Leading a digital makeover in governments is building legacy for the leaders, the participants and the citizens. Take pride, do it right and lead for the people.

Monday, April 2, 2007

Open Government: Not Just for Big Cities Anymore

Open government initiatives at the local level for many years were only found in big cities, but the development of new affordable tech solutions have brought municipalities of all sizes into the mix. Now, small communities like Pembroke Pines, FL and Lombard, IL are providing the same searchable easy access to their legislative information as larger ones such as Philadelphia, Miami or Long Beach.

The list seems to be growing rapidly: West Allis, WI and Jonesboro, AR are announcing plans to implement new open government solutions on their websites in the coming months, while Madison, WI has just received top tech city honors for their population category from the Center for Digital Government two years in a row.

Information connectivity and efficient wordflow is paramount to the success of open government in this paperless age.

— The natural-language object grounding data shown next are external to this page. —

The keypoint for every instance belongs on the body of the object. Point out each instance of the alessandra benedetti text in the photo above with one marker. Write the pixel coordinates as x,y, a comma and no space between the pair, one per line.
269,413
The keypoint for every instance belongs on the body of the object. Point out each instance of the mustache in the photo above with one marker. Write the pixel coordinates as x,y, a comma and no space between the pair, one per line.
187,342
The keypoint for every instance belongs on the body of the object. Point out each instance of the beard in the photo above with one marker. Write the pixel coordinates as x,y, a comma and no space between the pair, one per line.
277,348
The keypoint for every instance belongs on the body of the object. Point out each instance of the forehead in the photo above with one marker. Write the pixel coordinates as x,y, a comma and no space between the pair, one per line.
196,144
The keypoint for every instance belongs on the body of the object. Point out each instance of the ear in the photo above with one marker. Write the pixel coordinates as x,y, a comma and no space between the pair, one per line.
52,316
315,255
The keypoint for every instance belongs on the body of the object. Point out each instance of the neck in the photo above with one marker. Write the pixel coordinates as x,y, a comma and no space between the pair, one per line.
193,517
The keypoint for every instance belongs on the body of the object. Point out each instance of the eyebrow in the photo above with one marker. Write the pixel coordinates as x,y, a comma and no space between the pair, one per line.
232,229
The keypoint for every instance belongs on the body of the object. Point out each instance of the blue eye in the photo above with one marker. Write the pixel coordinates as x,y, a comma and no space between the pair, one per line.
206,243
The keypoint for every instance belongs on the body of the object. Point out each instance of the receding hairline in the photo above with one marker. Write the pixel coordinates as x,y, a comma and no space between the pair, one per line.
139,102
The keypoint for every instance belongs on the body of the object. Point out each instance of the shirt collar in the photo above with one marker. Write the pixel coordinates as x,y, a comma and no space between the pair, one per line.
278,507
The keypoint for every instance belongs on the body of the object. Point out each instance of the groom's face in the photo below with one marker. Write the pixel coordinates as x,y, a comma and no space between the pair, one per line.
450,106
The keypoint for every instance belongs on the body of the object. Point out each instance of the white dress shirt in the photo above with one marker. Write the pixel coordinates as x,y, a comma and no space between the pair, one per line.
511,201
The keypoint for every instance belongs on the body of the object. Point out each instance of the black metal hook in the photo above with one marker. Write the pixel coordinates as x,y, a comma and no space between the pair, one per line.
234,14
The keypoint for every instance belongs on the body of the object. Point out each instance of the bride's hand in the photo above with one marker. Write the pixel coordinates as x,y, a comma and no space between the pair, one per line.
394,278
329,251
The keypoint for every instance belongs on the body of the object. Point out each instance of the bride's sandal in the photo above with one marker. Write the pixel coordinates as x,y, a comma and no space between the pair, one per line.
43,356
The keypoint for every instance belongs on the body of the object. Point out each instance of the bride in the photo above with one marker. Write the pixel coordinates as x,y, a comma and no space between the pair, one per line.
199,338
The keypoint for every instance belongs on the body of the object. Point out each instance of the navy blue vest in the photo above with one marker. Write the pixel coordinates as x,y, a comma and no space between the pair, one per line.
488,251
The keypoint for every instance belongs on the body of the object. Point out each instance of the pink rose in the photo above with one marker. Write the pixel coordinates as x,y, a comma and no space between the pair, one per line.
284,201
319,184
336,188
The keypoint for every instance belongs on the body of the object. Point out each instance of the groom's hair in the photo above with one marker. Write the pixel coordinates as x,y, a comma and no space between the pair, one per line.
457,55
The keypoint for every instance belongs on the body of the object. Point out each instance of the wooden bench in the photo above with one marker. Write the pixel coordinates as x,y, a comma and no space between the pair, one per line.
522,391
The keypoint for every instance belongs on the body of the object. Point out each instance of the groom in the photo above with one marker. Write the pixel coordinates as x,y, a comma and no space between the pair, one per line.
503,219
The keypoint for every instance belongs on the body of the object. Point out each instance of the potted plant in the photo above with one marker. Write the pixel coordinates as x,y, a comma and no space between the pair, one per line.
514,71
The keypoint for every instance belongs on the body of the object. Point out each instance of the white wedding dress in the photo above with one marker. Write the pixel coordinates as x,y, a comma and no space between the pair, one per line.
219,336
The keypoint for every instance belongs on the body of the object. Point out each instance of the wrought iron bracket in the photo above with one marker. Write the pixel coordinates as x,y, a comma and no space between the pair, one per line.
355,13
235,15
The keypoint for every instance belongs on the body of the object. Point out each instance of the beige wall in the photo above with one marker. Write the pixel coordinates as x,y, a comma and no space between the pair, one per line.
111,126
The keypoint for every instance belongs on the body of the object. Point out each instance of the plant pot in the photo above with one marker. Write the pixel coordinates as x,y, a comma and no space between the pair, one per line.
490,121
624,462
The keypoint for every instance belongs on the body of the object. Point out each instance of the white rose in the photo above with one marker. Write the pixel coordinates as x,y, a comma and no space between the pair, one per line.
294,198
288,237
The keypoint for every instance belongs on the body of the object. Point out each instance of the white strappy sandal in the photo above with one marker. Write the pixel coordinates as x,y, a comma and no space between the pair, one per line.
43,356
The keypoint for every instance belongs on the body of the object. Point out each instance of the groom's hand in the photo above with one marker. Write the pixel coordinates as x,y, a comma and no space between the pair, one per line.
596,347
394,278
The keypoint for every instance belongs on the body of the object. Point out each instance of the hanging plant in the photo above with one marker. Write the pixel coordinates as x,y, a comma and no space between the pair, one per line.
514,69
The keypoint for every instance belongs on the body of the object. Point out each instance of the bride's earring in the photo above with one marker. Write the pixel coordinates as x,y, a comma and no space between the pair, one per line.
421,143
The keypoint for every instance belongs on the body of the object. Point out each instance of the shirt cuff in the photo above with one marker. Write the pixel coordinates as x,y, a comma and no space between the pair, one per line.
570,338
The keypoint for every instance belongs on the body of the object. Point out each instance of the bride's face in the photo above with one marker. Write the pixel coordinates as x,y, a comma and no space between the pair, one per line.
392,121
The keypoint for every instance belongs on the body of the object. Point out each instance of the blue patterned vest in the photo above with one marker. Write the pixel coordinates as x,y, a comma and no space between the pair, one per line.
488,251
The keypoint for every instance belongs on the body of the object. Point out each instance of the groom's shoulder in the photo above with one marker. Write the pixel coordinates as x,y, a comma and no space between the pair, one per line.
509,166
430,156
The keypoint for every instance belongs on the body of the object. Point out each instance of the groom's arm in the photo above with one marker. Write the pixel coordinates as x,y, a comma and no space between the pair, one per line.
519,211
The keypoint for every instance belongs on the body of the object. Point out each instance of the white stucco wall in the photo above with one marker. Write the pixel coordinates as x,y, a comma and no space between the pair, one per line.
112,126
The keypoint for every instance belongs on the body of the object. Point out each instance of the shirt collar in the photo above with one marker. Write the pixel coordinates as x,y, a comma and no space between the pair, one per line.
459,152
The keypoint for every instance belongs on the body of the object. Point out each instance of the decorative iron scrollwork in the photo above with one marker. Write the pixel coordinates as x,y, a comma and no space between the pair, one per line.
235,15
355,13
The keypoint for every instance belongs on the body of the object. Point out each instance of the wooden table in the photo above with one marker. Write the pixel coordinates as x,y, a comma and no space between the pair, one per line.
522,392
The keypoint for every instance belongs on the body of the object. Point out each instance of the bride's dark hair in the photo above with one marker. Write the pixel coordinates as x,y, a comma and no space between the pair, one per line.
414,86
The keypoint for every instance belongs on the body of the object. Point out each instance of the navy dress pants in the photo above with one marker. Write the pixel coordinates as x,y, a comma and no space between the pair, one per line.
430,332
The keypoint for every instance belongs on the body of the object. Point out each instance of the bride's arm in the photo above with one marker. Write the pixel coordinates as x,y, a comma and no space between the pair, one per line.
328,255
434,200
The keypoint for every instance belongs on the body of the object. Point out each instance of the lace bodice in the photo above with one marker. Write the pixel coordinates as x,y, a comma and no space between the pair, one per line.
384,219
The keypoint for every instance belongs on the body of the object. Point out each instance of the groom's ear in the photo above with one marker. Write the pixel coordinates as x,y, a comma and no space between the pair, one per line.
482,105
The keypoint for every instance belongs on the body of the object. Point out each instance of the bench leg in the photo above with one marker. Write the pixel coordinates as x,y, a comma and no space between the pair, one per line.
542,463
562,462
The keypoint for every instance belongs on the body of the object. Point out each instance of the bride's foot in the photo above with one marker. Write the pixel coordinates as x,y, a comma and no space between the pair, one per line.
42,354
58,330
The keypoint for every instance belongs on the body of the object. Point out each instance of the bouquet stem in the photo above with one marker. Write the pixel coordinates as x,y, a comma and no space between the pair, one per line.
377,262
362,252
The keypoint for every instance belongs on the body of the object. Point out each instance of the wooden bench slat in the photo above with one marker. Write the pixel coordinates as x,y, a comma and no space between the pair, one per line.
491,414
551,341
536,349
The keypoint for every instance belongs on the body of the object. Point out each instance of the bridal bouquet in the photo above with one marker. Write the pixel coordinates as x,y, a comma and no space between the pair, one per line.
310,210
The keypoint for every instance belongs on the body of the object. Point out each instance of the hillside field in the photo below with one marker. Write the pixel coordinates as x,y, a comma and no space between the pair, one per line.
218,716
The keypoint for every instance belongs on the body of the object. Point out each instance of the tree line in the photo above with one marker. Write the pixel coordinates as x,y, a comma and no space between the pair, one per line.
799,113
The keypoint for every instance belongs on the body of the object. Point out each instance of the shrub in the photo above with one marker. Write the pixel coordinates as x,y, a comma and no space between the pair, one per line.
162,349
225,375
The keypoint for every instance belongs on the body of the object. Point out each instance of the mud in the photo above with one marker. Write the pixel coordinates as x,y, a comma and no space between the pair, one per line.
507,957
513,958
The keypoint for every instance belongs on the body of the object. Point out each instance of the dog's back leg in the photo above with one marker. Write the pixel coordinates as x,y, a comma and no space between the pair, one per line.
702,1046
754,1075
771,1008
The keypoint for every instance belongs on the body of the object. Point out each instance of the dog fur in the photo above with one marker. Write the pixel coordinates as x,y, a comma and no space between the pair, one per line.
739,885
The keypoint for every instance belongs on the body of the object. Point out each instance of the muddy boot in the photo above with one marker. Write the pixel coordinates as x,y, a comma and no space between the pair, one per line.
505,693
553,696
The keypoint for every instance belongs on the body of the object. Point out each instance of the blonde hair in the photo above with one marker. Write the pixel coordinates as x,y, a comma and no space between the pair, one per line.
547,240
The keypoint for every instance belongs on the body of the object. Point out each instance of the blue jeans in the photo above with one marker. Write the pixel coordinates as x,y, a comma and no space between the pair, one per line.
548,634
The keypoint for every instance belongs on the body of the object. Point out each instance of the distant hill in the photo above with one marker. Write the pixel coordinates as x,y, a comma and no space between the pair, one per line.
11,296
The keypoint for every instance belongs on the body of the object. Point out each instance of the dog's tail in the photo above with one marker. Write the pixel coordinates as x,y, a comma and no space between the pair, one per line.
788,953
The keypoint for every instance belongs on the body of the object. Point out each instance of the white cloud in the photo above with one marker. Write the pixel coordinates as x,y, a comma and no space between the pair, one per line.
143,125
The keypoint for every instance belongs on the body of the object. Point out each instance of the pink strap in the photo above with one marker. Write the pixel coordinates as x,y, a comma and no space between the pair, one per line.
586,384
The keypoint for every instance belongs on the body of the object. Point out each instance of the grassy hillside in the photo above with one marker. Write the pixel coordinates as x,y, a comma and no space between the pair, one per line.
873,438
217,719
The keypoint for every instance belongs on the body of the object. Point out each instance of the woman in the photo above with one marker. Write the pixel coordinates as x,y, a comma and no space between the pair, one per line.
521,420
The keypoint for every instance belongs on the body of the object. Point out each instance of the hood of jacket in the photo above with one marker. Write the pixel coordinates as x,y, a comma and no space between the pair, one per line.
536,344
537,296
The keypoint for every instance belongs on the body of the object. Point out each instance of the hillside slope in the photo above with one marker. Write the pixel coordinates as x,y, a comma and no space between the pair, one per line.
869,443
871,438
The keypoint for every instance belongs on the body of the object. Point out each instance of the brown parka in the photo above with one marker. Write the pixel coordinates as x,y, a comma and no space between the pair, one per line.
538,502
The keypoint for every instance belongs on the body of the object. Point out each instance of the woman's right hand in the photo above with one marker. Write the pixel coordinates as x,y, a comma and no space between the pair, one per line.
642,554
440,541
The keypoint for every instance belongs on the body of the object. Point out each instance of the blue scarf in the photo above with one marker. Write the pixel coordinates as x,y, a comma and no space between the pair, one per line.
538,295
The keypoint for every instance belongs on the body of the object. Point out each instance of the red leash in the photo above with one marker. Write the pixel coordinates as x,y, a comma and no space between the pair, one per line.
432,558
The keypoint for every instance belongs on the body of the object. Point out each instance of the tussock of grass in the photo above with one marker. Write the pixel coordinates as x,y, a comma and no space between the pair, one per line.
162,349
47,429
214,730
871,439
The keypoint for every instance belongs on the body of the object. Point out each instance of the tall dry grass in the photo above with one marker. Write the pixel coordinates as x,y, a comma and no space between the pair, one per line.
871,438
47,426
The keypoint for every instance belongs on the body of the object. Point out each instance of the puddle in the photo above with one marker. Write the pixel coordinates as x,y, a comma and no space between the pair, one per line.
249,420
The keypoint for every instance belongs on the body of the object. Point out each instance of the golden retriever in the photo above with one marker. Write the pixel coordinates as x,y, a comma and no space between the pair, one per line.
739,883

As informational flow is the product of any local government’s Clerk’s Office, not surprisingly, it is quite frequently the Clerks themselves who fight to acquire the right technologies or for the changing of laws to allow for more efficient dispersal of data.

“We have been trying for some time to affect a change in the laws of the state of Wisconsin to permit our posting of agendas via [Legistar] InSite to serve as the official postings required by statute,” says Milwaukee Deputy-Clerk Jim Owczarski. “Wisconsin's Open Records Law is justifiably well-known for its breadth and depth, but, in some respects, remains blinkered by its having been drafted in an era before the broad accessibility of the Internet.”

There are still well over eight thousand local governments that need to get into the same practice of informational transparency: some with resource hurdles, some with political hurdles and some with educational hurdles. Technology usually solves resource issues. Teaching the right local government personnel what technology can do for their wordflow leaves only political roadblocks.

Luckily, one of the most effective tools against political obstructions is the progress of peers. As each small local government brings its data to the people via internet solutions, it is the smaller city with the great service that will be influencing the bigger ones nearby. As the wordflow of all local governments evolves, we will eventually enter a new age of collaborative open government where aggregated searches, mutual procurement and smart networking will yield a new standard in efficiency nationwide.